Placing his hand beneath hers, Mikhael, "Feel the wind, allow yourself to connect with it. You are also a Child of Storms, so now reach for the power in the air around you." As he spoke, he also called his elements to him to augment Renestrae's efforts. In a flash, a small ball of fire coalesced to dance in her upraised palm. It was not as cohesive as the one Mikhael had formed earlier, but it was there, cold and beautiful.
"Why does it not burn me?" Renestrae's voice was a hollow breath, enchanted. Her gaze was fixed on the flickering orb. She flashed Mikhael a look, and with her attention having returned to the coldfire, she sought a thread of focus within herself. She shivered involuntarily as she reshaped his words in her head. She found strength in words, in music, and so she fashioned his words in her mind, made them a point of focus, and willed her being through them.
_Child of the Storms._
Indeed, was she not? When her fury rose, the wind called back. She tried to imagine how it felt when the wind moved with her.
There was nothing still. She huffed with exasperation, growing annoyed with herself.
"Patience," Mikhael counseled softly. "Think of how the wind feels on your skin, now try to feel that within yourself."
The bard took an even breath, closing her eyes. She summoned to mind how she felt the first time she heard the strings plucked from a cittern. Folk could believe in terrible things, but produce something beautiful as well. The wind had stirred even then, just a breath, but it responded to the strength of feeling she had for the sound. She concentrated on it, and no sooner than she recognized the thready wisp for what it was, she grasped it within herself.

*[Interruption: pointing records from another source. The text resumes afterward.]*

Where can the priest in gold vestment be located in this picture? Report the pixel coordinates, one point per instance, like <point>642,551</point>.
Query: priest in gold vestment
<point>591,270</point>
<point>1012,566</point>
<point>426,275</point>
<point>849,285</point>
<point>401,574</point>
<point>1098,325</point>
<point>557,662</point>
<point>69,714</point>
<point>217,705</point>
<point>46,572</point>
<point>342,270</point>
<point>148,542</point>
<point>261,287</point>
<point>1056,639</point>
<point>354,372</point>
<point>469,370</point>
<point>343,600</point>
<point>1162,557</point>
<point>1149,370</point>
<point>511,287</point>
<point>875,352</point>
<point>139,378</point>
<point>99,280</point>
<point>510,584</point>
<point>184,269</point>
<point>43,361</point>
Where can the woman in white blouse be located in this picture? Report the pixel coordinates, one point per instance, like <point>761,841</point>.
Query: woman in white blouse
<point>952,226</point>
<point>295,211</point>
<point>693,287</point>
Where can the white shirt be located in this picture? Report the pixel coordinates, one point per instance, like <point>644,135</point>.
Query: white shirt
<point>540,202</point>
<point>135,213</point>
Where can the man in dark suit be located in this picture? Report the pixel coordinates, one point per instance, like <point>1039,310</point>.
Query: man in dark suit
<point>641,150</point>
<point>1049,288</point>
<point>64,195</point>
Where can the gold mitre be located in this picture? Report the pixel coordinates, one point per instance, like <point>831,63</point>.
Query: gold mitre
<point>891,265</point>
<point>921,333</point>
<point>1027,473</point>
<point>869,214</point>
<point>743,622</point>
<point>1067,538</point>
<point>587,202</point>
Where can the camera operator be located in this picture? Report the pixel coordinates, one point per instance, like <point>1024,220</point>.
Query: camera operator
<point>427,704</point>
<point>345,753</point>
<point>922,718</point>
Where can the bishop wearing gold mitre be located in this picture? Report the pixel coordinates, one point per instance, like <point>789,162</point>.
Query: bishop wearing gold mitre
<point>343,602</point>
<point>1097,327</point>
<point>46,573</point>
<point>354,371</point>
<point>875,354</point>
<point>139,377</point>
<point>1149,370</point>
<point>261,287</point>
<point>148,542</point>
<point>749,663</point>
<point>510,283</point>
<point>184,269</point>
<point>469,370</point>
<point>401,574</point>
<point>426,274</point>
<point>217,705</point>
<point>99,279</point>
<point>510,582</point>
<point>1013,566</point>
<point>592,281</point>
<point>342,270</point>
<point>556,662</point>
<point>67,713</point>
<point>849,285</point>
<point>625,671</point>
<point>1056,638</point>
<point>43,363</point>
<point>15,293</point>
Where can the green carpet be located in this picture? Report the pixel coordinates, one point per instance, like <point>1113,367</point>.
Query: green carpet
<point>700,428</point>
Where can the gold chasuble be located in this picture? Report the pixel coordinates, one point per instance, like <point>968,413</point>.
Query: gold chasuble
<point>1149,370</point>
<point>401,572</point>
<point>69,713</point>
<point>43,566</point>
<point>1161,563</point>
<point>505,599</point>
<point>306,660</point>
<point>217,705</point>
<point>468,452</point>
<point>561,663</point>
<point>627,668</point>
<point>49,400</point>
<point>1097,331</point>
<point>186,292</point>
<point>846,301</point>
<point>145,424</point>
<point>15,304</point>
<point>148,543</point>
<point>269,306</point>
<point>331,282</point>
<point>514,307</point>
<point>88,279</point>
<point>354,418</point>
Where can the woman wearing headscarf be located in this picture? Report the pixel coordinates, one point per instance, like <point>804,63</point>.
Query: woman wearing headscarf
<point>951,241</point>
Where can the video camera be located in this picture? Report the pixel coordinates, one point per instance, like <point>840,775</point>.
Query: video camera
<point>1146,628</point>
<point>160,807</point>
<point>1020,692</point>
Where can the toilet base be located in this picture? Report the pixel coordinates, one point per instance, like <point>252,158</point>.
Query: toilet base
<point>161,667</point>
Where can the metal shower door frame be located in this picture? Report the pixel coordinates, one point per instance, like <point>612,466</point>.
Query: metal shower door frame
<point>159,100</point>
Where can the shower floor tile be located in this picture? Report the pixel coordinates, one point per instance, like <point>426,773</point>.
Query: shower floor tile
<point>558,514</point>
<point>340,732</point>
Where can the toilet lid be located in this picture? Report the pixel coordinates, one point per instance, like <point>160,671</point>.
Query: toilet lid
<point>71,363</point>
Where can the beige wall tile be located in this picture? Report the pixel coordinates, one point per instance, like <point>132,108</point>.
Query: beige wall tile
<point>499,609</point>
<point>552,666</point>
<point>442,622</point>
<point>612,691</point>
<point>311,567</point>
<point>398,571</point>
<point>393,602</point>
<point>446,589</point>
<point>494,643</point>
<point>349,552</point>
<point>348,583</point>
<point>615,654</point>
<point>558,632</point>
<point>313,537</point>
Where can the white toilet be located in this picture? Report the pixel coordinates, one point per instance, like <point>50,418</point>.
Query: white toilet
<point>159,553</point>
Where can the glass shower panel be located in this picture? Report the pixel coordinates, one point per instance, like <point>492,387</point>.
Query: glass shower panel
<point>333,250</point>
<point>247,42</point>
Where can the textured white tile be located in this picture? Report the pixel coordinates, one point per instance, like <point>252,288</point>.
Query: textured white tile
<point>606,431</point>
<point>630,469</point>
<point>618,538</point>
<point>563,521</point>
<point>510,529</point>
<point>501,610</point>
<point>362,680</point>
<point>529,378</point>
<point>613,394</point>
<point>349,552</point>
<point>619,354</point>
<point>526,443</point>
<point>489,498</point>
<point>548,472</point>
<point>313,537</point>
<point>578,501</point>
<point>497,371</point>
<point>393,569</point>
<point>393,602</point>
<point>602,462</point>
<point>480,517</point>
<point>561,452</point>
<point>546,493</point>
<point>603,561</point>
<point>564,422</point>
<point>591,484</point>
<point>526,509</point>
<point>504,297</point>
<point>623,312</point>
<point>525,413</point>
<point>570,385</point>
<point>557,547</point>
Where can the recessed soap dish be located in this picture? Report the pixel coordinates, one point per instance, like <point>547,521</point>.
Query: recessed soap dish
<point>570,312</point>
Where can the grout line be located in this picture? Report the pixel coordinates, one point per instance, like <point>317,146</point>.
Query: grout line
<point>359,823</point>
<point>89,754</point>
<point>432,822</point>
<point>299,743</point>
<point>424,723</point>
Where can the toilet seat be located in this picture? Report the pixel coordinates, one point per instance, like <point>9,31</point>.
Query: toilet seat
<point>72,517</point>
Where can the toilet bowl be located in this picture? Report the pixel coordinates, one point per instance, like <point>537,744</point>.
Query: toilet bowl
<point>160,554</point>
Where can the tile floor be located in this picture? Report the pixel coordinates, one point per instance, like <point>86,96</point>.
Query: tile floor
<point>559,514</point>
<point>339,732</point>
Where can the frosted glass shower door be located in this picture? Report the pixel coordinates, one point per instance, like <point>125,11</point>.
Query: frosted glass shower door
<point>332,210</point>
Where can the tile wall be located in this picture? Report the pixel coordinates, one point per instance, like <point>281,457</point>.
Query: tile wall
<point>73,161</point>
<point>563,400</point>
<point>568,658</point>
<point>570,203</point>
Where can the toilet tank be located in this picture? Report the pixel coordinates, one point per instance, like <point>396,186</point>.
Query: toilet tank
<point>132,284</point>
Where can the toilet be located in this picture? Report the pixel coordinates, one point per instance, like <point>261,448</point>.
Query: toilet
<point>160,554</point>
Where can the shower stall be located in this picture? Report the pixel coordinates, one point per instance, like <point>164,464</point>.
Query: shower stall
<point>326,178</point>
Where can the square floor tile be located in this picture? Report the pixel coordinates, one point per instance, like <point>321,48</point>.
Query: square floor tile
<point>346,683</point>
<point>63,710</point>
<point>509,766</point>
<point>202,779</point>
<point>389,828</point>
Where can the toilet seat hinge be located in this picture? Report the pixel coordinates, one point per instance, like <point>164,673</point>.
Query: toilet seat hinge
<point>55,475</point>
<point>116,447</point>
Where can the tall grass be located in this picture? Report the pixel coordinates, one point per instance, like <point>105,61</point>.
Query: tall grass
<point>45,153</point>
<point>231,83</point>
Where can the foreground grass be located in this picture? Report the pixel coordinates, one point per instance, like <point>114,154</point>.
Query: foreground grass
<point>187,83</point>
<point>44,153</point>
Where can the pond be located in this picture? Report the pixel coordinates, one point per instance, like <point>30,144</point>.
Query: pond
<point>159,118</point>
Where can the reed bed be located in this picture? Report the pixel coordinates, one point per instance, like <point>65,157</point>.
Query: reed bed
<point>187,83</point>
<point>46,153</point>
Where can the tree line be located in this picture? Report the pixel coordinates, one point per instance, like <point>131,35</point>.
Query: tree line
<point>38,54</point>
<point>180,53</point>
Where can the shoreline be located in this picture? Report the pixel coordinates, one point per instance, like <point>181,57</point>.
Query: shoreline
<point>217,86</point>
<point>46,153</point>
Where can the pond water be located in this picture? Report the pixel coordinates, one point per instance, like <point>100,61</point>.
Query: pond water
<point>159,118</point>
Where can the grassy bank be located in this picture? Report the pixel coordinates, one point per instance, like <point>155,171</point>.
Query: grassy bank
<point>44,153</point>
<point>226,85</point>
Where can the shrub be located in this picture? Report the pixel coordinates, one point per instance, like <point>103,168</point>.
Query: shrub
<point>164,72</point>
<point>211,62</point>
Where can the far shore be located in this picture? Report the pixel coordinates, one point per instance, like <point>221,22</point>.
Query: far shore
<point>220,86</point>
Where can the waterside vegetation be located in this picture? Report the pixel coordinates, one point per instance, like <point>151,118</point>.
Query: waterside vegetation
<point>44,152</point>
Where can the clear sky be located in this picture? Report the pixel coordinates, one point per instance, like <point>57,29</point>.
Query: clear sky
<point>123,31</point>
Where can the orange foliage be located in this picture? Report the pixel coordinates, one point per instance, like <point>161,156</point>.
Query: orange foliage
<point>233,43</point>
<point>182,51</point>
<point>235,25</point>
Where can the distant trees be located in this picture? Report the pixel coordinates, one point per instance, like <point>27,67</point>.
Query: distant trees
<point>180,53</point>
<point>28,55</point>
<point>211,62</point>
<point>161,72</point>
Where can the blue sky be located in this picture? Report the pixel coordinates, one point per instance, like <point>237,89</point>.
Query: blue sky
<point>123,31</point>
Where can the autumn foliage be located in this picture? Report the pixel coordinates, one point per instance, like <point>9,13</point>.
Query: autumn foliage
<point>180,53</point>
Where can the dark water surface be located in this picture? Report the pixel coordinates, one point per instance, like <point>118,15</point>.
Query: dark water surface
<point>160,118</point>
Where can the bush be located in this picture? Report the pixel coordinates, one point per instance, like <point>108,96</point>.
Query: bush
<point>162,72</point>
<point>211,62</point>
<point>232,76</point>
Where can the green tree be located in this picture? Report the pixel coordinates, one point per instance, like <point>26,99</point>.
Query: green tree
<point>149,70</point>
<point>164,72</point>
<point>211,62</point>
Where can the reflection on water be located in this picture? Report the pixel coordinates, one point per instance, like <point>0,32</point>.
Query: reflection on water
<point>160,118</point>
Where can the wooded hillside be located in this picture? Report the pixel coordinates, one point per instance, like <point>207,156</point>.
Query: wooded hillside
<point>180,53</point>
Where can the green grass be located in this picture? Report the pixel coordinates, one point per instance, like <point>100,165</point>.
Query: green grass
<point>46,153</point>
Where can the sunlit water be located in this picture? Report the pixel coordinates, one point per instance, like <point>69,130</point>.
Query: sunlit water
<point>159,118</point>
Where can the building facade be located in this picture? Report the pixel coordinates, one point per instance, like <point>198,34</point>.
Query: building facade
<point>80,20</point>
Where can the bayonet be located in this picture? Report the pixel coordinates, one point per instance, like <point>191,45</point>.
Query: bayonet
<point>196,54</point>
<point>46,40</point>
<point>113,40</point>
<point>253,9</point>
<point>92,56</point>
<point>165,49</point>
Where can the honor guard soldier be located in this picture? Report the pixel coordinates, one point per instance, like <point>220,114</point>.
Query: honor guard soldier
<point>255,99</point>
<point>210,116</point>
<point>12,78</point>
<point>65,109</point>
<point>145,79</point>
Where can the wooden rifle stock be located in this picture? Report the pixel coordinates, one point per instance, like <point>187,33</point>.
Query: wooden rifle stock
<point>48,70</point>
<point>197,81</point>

She imagined plucking it, drawing it forth, so it felt as though there was a stream funneled through her being. She coaxed it with the very rhythm of her heart, which was the drum by which her life was measured. She almost felt the nudge from her core into her arm, and into her hand.
She opened her eyes. The ball was now a tiny, writhing torrent, twisting and turning about itself, looking for all the world like an ethereal, dragon-like ribbon. It was but a few moments before it diminished into nothing, leaving a tingle on the palm of its hand, and a strange, cool sensation within herself.
She had no words, her mouth opened and shut with no sound. She was equal parts overwhelmed, elated, and startled. Little wonder some sought such power! It was a terrifying and beautiful thing, as much as it was a burden. It would be easy to grow drunk upon it, as one might imbibe ale. She promised herself, then and there, that she would not allow herself to become so careless.